Later, Obama told reporters he would not directly respond to Clinton getting choked up on the campaign trail.
"I don't know the context. I know this process is a grind and so that is not something I would care to comment on," he said in New London.
In the state's hard-fought Republican race, Sen. John McCain of Arizona held a more narrow lead over former Massachusetts Gov. Mitt Romney in new polls. He scrambled across the state to urge supporters to get out and vote -- and asked them to bring a friend.
'I'M GOING TO WIN'
"I need you to get out the vote tomorrow, this could be a very close election and it will depend on voter turnout," McCain said in Keene. "I'm proud to say I'm going to win tomorrow."
A Reuters/C-SPAN/Zogby poll showed Obama with a 10-point edge on Clinton in the state, 39 percent to 29 percent, as he rode a wave of momentum from his win in Iowa.

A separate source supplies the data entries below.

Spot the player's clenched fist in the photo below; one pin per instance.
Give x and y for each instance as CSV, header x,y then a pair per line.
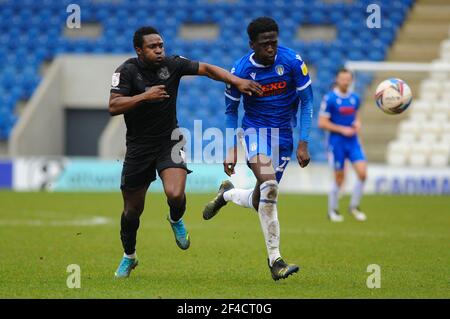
x,y
230,161
303,154
156,93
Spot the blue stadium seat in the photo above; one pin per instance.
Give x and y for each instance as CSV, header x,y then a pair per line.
x,y
25,43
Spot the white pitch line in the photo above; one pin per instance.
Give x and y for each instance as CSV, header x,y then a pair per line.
x,y
94,221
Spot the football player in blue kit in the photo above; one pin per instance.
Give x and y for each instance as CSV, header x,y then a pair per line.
x,y
268,125
339,115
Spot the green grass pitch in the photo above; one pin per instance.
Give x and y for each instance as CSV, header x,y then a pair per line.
x,y
408,237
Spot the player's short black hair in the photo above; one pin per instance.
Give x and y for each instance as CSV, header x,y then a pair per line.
x,y
139,34
261,25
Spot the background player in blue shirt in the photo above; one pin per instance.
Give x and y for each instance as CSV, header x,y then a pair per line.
x,y
339,116
267,121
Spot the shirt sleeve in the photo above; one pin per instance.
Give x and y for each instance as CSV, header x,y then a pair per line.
x,y
232,100
301,75
325,106
358,102
187,67
121,81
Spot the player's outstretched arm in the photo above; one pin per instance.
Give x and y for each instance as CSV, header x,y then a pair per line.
x,y
326,124
306,97
119,104
217,73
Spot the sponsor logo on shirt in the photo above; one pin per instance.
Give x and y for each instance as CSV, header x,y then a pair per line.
x,y
276,88
346,110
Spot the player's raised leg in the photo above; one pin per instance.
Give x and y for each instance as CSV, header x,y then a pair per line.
x,y
333,197
361,172
134,201
267,185
174,182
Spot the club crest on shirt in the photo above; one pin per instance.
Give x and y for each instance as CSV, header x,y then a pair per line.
x,y
163,73
279,69
115,80
304,69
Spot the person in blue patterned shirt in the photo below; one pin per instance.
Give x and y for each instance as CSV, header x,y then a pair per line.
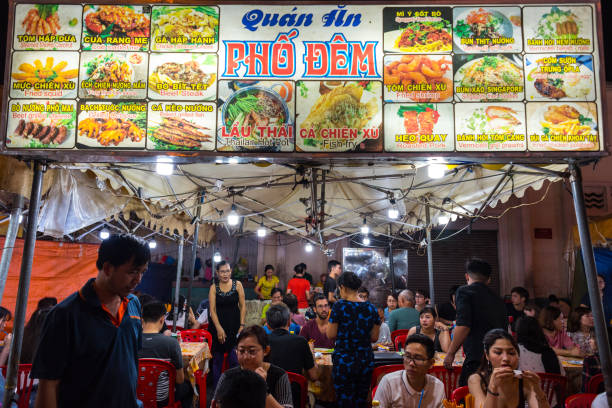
x,y
354,324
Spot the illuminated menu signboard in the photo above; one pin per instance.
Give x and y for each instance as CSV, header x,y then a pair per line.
x,y
299,78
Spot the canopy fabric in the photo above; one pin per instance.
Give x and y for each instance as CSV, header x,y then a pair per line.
x,y
278,196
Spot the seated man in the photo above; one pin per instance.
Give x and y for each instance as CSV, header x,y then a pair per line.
x,y
156,345
242,389
412,387
291,353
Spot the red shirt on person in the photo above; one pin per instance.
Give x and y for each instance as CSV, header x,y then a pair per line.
x,y
299,287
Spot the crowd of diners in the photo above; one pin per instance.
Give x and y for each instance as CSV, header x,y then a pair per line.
x,y
104,328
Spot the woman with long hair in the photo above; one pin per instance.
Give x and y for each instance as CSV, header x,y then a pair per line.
x,y
253,346
429,327
551,321
354,325
227,314
498,383
580,327
536,354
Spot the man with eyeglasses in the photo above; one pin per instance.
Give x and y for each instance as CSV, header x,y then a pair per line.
x,y
315,330
412,387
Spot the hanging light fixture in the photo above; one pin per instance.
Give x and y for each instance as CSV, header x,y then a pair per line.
x,y
233,218
365,229
104,234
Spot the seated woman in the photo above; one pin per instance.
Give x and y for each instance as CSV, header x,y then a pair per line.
x,y
536,354
252,347
580,326
498,383
552,326
432,329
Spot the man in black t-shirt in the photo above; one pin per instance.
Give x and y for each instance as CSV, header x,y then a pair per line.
x,y
334,269
519,297
478,311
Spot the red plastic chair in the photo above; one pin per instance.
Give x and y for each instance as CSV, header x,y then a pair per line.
x,y
450,378
399,341
196,336
580,400
380,371
398,332
303,383
594,384
200,378
460,394
24,384
553,385
149,370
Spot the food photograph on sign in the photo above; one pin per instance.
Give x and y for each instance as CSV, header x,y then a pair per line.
x,y
41,124
487,29
256,116
496,77
417,29
116,28
44,74
181,126
490,126
184,28
113,75
559,77
112,125
567,126
419,127
185,76
339,116
418,78
47,27
558,29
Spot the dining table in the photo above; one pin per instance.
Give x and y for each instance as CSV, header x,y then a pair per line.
x,y
323,388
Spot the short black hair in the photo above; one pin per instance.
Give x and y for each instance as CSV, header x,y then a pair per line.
x,y
349,280
478,269
254,331
241,389
121,249
425,341
277,316
153,311
521,291
332,264
291,301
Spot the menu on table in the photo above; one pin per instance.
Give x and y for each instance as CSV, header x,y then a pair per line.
x,y
302,78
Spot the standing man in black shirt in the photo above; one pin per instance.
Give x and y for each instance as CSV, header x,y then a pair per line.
x,y
478,311
334,269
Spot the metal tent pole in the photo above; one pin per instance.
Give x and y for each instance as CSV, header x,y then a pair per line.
x,y
601,332
24,283
9,242
177,285
429,255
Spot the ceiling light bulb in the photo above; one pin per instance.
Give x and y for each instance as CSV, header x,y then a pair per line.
x,y
104,234
233,218
436,170
164,166
393,213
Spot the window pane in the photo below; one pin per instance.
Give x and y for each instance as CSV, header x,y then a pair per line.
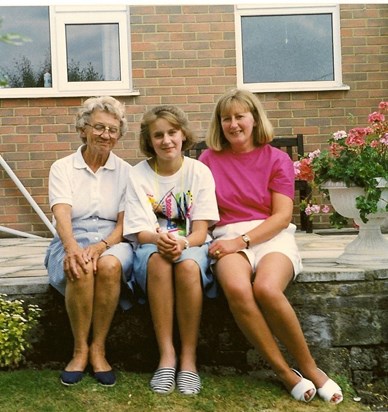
x,y
25,65
287,48
92,52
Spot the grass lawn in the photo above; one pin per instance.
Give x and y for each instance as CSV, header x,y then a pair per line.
x,y
41,391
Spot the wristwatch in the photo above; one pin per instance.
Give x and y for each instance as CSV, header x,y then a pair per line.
x,y
246,239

McCain was relegated to the political scrap heap last summer after sinking polls and poor fundraising forced him to shake up his staff and recalibrate his campaign, but he now leads Romney by 5 points in New Hampshire.
Clinton and Romney are both under pressure to revive their campaigns after disappointing showings in Iowa, and a second consecutive loss for either could be devastating.
Romney, who at one time led polls in Iowa and New Hampshire, finished second in Iowa to former Arkansas Gov. Mike Huckabee.
A wealthy former venture capitalist who has pumped tens of millions of his own money into the race, Romney said he was buoyed by a Sunday night debate where he tangled with McCain and Huckabee over their records on taxes and immigration.
"Right now it's a neck-and-neck race. But with the debate last night and the support I received from that debate I anticipate winning tomorrow," Romney said in Stratham.
Edwards, on a 36-hour campaign marathon around the state ahead of Tuesday's vote, said he was the underdog but planned to spring a surprise. A third-place finish would not drive him out of the race, he told reporters.
"I am in this race through the convention and through the White House. I have no intention of stopping this fight that is the cause of my life," he said.